Sentiment Merry And Bright
In the week leading up to Christmas, large-cap equities have made a modest move lower with the S&P 500 ETF (SPY) down 0.28% over the past five days. Meanwhile, small caps have continued to surge. With equities overall mixed based on market cap, bullish sentiment has held steady this week. The percentage of investors reporting as bullish in the weekly AAII survey was slightly higher coming in at 43.57%, up 0.14 percentage points from last week. Given the reading on bullish sentiment did not change much, sentiment remains elevated relative to most readings over the past several years, though, there is not the same exuberance as back in November.
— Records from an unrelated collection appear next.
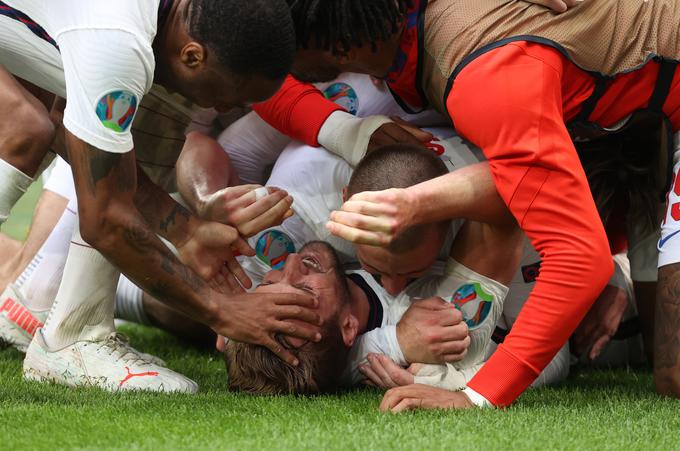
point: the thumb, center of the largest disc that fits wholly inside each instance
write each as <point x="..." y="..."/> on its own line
<point x="242" y="247"/>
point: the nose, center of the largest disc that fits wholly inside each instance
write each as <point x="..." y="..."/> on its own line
<point x="294" y="268"/>
<point x="393" y="284"/>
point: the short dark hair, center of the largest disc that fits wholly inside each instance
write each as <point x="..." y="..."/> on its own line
<point x="398" y="166"/>
<point x="248" y="37"/>
<point x="346" y="22"/>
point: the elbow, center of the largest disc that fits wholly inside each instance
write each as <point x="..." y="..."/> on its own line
<point x="102" y="228"/>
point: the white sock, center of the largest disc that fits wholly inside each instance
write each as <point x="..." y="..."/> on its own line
<point x="40" y="280"/>
<point x="83" y="308"/>
<point x="130" y="302"/>
<point x="13" y="185"/>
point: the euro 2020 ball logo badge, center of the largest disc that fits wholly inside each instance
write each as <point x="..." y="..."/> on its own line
<point x="473" y="302"/>
<point x="273" y="248"/>
<point x="343" y="95"/>
<point x="116" y="110"/>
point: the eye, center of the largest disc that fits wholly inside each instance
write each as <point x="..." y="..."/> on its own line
<point x="312" y="263"/>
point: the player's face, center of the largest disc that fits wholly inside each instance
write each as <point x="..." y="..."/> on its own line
<point x="314" y="270"/>
<point x="395" y="271"/>
<point x="316" y="66"/>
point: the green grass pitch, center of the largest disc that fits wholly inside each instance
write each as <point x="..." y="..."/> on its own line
<point x="595" y="409"/>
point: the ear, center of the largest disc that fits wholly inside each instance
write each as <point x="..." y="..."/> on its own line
<point x="350" y="329"/>
<point x="193" y="55"/>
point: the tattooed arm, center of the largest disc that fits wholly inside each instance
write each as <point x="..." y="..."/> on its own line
<point x="109" y="221"/>
<point x="667" y="332"/>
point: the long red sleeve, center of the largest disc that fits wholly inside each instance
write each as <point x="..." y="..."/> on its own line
<point x="297" y="110"/>
<point x="510" y="104"/>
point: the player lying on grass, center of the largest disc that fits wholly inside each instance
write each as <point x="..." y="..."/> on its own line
<point x="431" y="54"/>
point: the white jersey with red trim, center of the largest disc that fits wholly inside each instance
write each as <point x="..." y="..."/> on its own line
<point x="96" y="54"/>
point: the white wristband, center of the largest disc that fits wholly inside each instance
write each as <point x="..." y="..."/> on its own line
<point x="348" y="136"/>
<point x="477" y="399"/>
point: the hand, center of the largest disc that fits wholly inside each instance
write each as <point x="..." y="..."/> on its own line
<point x="398" y="132"/>
<point x="257" y="318"/>
<point x="209" y="253"/>
<point x="559" y="6"/>
<point x="417" y="396"/>
<point x="374" y="217"/>
<point x="601" y="323"/>
<point x="382" y="372"/>
<point x="237" y="206"/>
<point x="433" y="331"/>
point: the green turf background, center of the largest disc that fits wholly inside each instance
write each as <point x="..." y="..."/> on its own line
<point x="595" y="409"/>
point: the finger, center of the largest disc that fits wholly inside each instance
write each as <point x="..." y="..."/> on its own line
<point x="301" y="299"/>
<point x="452" y="358"/>
<point x="399" y="375"/>
<point x="307" y="315"/>
<point x="281" y="352"/>
<point x="309" y="333"/>
<point x="357" y="236"/>
<point x="377" y="367"/>
<point x="237" y="271"/>
<point x="367" y="371"/>
<point x="262" y="215"/>
<point x="242" y="247"/>
<point x="363" y="222"/>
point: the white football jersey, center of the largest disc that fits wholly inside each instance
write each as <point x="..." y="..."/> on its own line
<point x="96" y="54"/>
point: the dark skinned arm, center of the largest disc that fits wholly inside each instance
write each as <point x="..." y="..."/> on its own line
<point x="667" y="332"/>
<point x="106" y="184"/>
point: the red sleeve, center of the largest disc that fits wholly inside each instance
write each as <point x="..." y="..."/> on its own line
<point x="510" y="104"/>
<point x="297" y="110"/>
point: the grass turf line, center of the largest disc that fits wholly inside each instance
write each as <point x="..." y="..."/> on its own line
<point x="595" y="409"/>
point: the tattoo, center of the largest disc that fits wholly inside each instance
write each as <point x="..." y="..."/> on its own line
<point x="667" y="318"/>
<point x="101" y="165"/>
<point x="170" y="219"/>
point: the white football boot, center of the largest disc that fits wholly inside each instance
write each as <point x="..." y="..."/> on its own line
<point x="111" y="364"/>
<point x="17" y="322"/>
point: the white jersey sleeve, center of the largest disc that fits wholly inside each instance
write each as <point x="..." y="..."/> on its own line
<point x="107" y="72"/>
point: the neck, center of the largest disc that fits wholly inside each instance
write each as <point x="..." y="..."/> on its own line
<point x="360" y="306"/>
<point x="168" y="41"/>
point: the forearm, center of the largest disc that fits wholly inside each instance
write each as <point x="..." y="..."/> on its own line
<point x="467" y="193"/>
<point x="106" y="186"/>
<point x="298" y="110"/>
<point x="203" y="168"/>
<point x="161" y="212"/>
<point x="667" y="332"/>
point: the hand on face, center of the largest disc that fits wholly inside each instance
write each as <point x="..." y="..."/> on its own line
<point x="257" y="318"/>
<point x="375" y="217"/>
<point x="433" y="331"/>
<point x="246" y="209"/>
<point x="209" y="252"/>
<point x="417" y="396"/>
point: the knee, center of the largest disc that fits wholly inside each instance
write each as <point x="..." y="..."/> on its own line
<point x="30" y="127"/>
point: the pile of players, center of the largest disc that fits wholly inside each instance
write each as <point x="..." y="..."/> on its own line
<point x="465" y="202"/>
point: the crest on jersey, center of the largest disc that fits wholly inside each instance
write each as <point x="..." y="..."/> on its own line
<point x="116" y="110"/>
<point x="473" y="302"/>
<point x="343" y="95"/>
<point x="273" y="248"/>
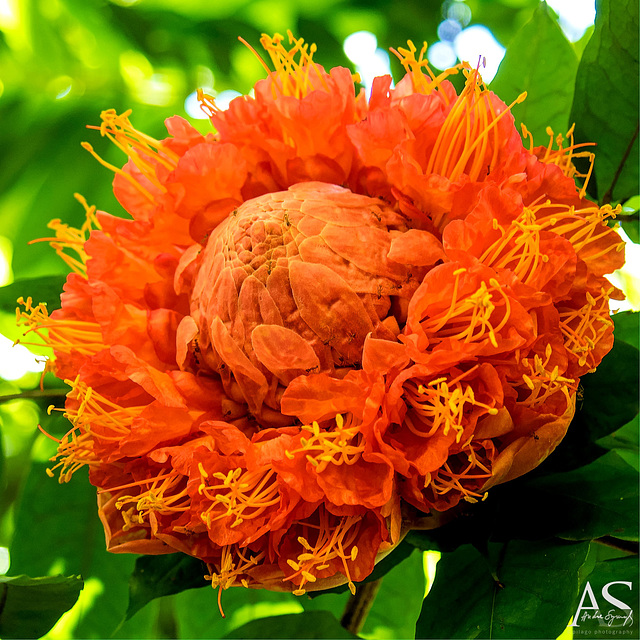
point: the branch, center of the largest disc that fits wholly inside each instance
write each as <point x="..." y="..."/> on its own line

Although bullish sentiment didn’t move very far, bearish sentiment took another leg lower. The percentage of respondents reporting a pessimistic outlook for the market fell from 26.29% to 21.99%. That is the lowest reading on bearish sentiment since the first week of 2020 when it was just 0.09 percentage points lower.
The inverse moves in bullish and bearish sentiment have led the bull-bear spread to move further in favor of bulls. The spread rose to 21.58 which is not at any sort of a new high after peaking above 30 in mid-November but remains at the high end of the past several years’ range.
Relative to the big drop in bearish sentiment, bullish sentiment’s move was tiny. That means the percentage of investors reporting as neutral on the market picked up the losses in bearish sentiment.34.44% of respondents reported as neutral this week, up 4.16 percentage points from last week. Similar to bearish sentiment, that brings the reading back up to where things stood in the first couple of weeks of the year. Unlike bearish sentiment which is at the low end of its range, this reading for neutral sentiment is also much more historically normal after being muted all year.